サニーも無花果を手渡され、これも美味しそうに食べた。

「あの、ごめんなさいヒィッツカラルド様、私のせいで、その・・・」

「なぁに悪いのは美味しそうな顔をしたこいつらだ、ま、このことは2人の秘密としよう」

ヒィッツカラルドは笑って唇に人差し指を添える。
それは子どもでも知っている『秘密』の仕草。

「はい・・・」

サニーも笑って同じ仕草を一緒に取る。

サニーは大人であるヒィッツカラルドから「秘密」と言われて不思議と罪悪感が消えていき、それどころか何故かワクワクしてしまう。しかも食べてはいけない物を食べてしまい、それがまた格別に美味しい。

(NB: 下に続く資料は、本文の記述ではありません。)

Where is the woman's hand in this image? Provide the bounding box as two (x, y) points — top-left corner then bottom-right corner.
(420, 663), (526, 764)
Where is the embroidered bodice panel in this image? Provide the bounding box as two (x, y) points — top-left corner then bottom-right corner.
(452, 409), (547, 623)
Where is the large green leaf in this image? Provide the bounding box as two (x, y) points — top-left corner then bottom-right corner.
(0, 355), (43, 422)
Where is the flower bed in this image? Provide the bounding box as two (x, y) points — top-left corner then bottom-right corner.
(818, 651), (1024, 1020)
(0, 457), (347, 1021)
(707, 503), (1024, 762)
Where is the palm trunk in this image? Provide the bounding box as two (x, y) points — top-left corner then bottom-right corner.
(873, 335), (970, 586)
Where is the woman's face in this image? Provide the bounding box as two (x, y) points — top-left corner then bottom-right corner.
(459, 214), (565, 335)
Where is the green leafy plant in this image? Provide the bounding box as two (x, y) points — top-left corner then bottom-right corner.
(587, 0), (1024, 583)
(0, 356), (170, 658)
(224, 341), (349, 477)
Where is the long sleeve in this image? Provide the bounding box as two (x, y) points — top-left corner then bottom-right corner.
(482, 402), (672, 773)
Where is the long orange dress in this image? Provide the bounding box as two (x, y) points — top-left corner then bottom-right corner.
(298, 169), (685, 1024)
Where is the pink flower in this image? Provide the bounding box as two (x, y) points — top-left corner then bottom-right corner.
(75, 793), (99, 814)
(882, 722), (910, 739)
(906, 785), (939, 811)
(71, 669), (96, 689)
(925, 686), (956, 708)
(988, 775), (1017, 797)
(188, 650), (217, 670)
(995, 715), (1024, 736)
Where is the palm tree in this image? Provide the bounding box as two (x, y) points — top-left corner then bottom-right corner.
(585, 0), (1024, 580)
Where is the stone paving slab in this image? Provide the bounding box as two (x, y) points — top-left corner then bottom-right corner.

彼女はまだ子どもだったがそれは本人も気づかない甘く背徳めいた悦び。
子どもの無邪気な悪戯であろうとも、欲望に打ち負け蕩けるような罪に身を浸す心地良さには違いなかった。しかし身を浸しすぎると決して這い上がれない深い沼底でもある。
もちろんサニーはそんな沼底が存在することを知らない。


「ふふふ・・・たまにはこんな使い道もよかろう・・・」

つぶやきながら指を鳴らすと一段と大きく赤い林檎が手に落ち、それをサニーに手渡す。

「見つからないように私のワインセラー側を抜けて出るといい」

「ありがとうございます、秘密・・・にしますね」

彼の白い指で手渡された大きな林檎。心臓がドキドキしている、顔が熱くなるのが良くわかる。悪いことなのに嬉しくて仕方がないからだ。ただの大きな林檎なのに、まるで神の至宝を手にしたような高揚した気分のままサニーは温室を駆け抜けていった。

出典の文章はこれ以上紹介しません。